Se habían convertido, casi, en animales de agua. Carmona no imaginaba cómo eran las relaciones que ellos urdían con el agua cuando nadie estaba observándolos, pero se daba cuenta de los efectos. En el barranco, por las noches, los veía tensar las orejas ante un bloque de azufre que navegaba a la deriva o cuando caían los coágulos de hielo de las montañas amarillas. Por los temblores del lomo se podía adivinar todo lo que estaba pasando en el agua: la procesión de los camalotes, el cloqueo de los cardúmenes, la muerte lenta de las algas negras en las honduras.

Una tarde, mientras paseaba con la Brepe, los encontró reunidos en el campo de fango. Se decían secretos y lo miraban. De improviso, todos empujaron con las ancas el cerco de madera, instándolo a pasar. Intrigado, Carmona saltó. El fango estaba seco, y por dondequiera brotaban ramilletes de tártagos y ortigas.

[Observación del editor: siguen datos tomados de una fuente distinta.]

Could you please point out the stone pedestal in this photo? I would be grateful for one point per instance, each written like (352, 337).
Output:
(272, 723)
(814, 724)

Los gatos trataban de iniciarlo en una ceremonia nueva y para cada movimiento se tomaban su tiempo. Mientras la noche avanzaba, ellos retrocedían hacia el río. Eran tan lentos, tan cuidadosos, que cuando daban un paso ya la noche había dado tres. Cármenes y Ángeles, en la vanguardia, marcaban el ritmo: se desplazaban hacia el agua tanteando la blandura del terreno, y cada tanto se recostaban en la humedad, con los ojillos cerrados. Así, de a uno, los gatos se iban acercando al río. De vez en cuando, Carmona volvía la cabeza y distinguía el ir y venir de los automóviles descapotados por la avenida de palmeras, pero sentía que ya nada de eso era parte de él. Todo lo que él era había quedado atrás y hasta la felicidad que deseaba no era la misma de antes. No era la clase de felicidad que está al alcance de los hombres.

Por fin, la humedad del río llegó a sus zapatos. Delante, se abría la inmensidad de la corriente.

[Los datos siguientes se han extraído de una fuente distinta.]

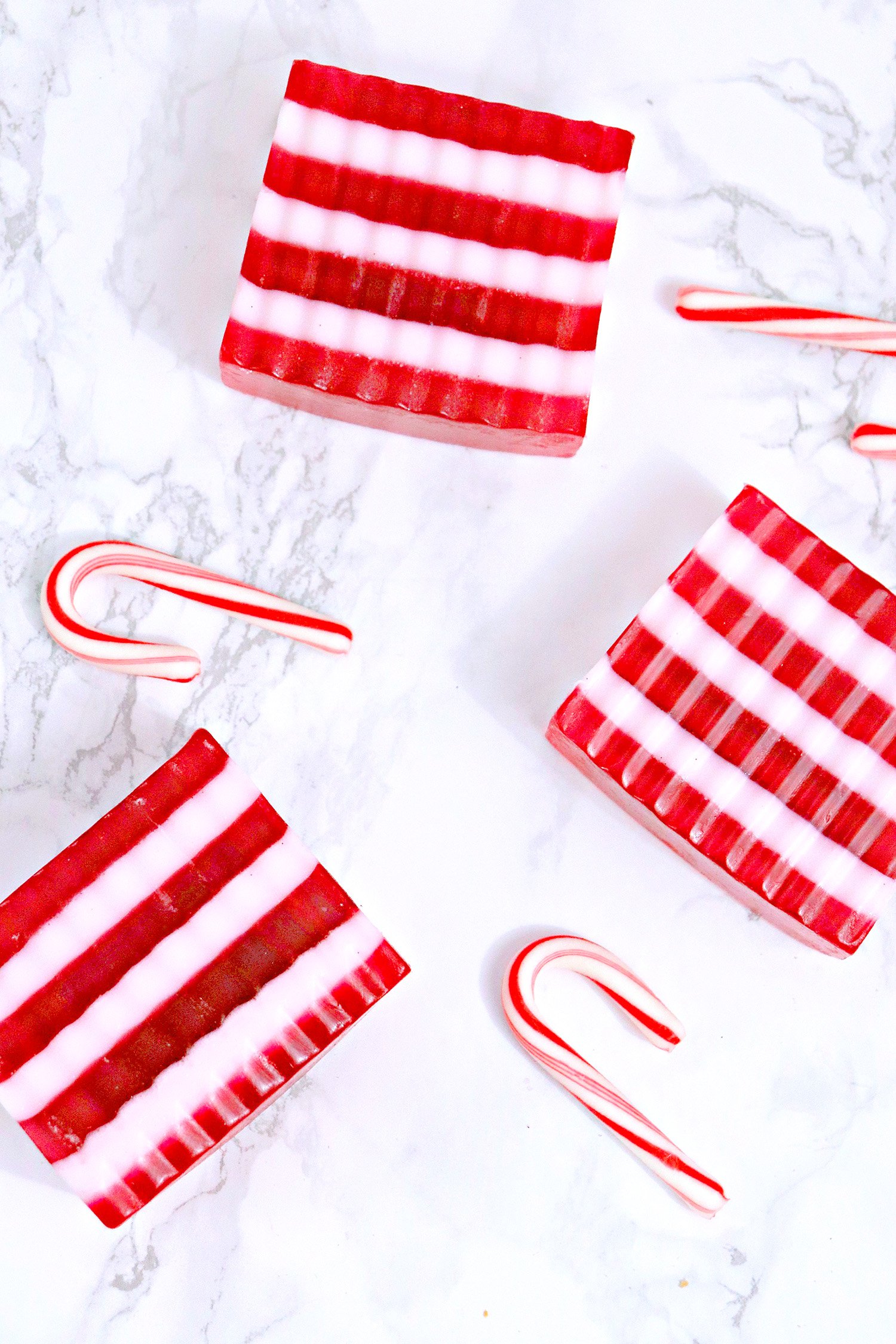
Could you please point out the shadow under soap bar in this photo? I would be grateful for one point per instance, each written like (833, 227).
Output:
(165, 976)
(747, 717)
(428, 264)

El río, como he dicho, era redondo. Donde estaba su fuente debía estar su desembocadura. Madre solía enseñar en las escuelas que el lugar de encuentro entre las aguas de ida y las de venida eran las cuevas de las montañas amarillas. Pero un punto u otro daba lo mismo. Tal vez el lugar estuviera en el campo de fango, más allá de la avenida de las palmeras. Los gatos se movían por allí como en un templo.

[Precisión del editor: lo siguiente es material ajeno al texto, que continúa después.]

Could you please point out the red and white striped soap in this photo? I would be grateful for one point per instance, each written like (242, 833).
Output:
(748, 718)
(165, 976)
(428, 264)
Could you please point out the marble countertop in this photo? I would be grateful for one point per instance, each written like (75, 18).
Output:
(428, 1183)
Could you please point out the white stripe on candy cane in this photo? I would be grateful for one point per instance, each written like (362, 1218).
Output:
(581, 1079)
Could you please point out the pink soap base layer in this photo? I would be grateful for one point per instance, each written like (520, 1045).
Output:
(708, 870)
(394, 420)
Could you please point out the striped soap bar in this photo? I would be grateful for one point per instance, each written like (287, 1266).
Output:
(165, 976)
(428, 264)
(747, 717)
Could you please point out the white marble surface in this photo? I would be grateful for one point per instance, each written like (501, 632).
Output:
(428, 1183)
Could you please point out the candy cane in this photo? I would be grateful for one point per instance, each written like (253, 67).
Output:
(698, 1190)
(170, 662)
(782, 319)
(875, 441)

Cuando la corriente llegó hasta ellos, la Brepe desapareció en el agua y al cabo de un momento asomó la cabeza a la luz de la luna. Carmona se quitó la ropa y la siguió. El aire estaba tibio. De las mansiones iluminadas llegaba música de boleros.

Habría poco menos de cien metros entre una ribera y la otra, pero de tanto en tanto se formaban súbitos remolinos que habían devorado a más de un nadador, y por la superficie desfilaban continuamente enredaderas espinosas, algas muertas, islas de camalotes. Era preciso nadar con sumo cuidado y Carmona se lo advirtió a la Brepe, que braceaba junto a él.